I apologize in advance if this is an already answered question. I
couldn't find a reference to it, but you can never tell.

I am testing ElasticSearch from a grails application. Its just a
simple way to test my indexing and searching using the Java API.
Periodically I will also use the GXContentBuilder as well. I am
trying to keep a steady state in my tests. Meaning, I blow out any
existing indices and reindex before running my tests. Not before each
individual test mind you, but before running the 'search integration
tests'.

My problem is this: I can't find a reliable way to determine when the
indexes are ready. At first I thought a cluster health
'waitForYellow' check might work, but it doesn't. The following
search will show no results. Neither will an IndicesStatusRequest
show any documents in the index as well. I also tried a waitForGreen,
which did work. Until I realized that it was just timing out. Since
it's only one node it can't really 'go green'. So, what I ultimately
determined was that doing a Thread.currentThread().sleep(1000) would
do the trick. But its the cardinal sin of integration testing. I
have an awesome workstation with an SSD and new 'Sandy Bridge'
processor, so what seems to work on my machine will inevitably
breakdown when it's run on a CI server that's also running other
builds, etc. But only every once in awhile.

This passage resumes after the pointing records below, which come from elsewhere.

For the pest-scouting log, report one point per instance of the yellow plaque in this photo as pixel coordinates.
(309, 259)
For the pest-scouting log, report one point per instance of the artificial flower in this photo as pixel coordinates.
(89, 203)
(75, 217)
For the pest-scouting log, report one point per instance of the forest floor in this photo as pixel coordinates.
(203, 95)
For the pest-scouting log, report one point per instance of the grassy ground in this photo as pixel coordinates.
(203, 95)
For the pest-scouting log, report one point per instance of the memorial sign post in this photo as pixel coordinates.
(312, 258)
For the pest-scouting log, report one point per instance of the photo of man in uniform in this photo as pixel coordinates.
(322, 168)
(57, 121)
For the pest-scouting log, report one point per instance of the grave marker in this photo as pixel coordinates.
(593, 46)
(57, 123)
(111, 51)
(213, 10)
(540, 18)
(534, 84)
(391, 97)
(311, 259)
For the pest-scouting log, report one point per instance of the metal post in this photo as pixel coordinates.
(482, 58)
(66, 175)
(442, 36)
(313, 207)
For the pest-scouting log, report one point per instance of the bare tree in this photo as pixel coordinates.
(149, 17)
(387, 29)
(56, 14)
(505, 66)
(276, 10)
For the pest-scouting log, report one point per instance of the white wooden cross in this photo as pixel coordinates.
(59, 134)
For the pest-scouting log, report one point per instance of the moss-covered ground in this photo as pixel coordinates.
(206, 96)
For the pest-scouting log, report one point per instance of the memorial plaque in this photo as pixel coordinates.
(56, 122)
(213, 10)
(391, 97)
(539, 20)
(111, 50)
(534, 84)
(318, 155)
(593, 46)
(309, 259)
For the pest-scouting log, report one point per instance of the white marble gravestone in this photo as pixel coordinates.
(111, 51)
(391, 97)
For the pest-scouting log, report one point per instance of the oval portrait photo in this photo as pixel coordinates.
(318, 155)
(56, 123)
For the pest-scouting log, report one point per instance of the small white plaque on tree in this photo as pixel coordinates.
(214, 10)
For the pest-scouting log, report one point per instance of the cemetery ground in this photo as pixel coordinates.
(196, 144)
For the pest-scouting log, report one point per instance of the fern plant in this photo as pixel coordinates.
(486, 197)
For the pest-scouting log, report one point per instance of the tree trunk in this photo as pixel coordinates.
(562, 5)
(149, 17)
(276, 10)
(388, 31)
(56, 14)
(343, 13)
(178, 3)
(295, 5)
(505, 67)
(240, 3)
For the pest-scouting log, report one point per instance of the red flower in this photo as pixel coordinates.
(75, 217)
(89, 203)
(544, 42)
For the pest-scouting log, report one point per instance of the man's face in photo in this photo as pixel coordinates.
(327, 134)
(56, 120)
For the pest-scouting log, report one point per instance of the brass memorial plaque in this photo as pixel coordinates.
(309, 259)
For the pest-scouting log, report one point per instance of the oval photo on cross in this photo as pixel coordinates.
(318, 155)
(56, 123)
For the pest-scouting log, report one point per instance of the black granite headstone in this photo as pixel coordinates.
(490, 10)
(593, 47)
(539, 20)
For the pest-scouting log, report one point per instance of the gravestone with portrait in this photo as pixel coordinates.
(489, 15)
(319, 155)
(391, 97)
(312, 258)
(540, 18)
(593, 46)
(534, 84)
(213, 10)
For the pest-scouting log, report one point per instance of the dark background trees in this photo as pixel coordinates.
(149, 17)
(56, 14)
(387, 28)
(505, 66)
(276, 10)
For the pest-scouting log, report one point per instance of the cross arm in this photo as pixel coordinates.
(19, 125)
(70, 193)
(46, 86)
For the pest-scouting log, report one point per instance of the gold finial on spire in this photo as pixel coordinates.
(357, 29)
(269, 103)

So, what I would really like is some type of blocking call I can make
that will tell me when the index is ready. Or at a minimum, some type
of argument to my IndexRequest that will make it block until the
document is ready to be searched. Of course, that isn't something I
would do in production, as having the call return a future is exactly
what I want on a save/update operation. But it would help a lot in
making some reliable integration tests.

Thanks in advance,

Lucas


(Stephane Maldini) #2

Are you using ElasticSearch plugin ?

On Tue, May 24, 2011 at 6:48 AM, Lucas lucaslward@gmail.com wrote:

I apologize in advance if this is an already answered question. I
couldn't find a reference to it, but you can never tell.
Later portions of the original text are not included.